Desafios para uma proteção eficiente do sistema de propriedade intelectual

Eduardo Daimond - Advogado especialista em propriedade industrial, agente credenciado pelo Inpi, membro da ABPI, da Associação Brasileira dos Agentes da Propriedade Industrial (Abapi) e da  Associação Internacional para a Proteção da Propriedade Intelectual (Aippi) e certificado pela Organização Mundial da Propriedade Intelectual (Ompi), sediada em Genebra – Suíça.

O ministro do STF, Luiz Fux, no último Congresso da Associação Brasileira da Propriedade Intelectual (ABPI), realizado em agosto deste ano, resumiu bem o papel da propriedade intelectual no contexto geopolítico atual. Segundo o magistrado, “Antes navegávamos em mares, hoje navegamos na internet, e a tecnologia faz com que a propriedade intelectual se expanda em segundos”. Ao se reportar a Júlio Verne, ele sentenciou: “A terra diminuiu”.

Eis que, diante desta realidade, será que o Brasil está preparado para lidar com esta importante e estratégica questão? Estamos fazendo o dever de casa para administrar e conduzir todo impacto gerado em matéria intelectual?

Para o economista Ricardo Amorim, “Inovação sempre foi importante, mas à medida que a transformação tecnológica se acelerou, passou a ser uma questão de sobrevivência para qualquer negócio”.

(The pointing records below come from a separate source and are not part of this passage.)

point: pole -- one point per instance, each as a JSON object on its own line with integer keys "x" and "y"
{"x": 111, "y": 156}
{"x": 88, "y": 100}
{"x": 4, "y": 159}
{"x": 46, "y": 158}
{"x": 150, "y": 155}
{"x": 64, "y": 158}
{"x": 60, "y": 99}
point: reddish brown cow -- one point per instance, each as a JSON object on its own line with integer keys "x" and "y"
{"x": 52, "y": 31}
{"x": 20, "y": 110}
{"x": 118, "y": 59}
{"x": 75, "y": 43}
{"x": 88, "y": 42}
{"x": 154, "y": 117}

E embora historicamente ignorado por nossos governantes, há uma sinalização clara de que o Brasil está fomentando políticas de fortalecimento do nosso sistema de proteção, não só para garantir investimentos estrangeiros, mas também para assegurar o desenvolvimento tecnológico e a geração de riquezas. 

O Marco Civil da Internet, a adesão à plataforma internacional de marcas, via Protocolo de Madri e a Lei Geral de Proteção de Dados são alguns dos exemplos de normativos que o país implementou recentemente para aperfeiçoar nossos mecanismos internos de regulação da matéria.

Ainda assim, passados 23 anos da vigência da Lei 9.279/96 que disciplina dentre outros o registro de marcas e patentes, nota-se uma deficiência na aplicação destas normas no âmbito do nosso saturado Judiciário.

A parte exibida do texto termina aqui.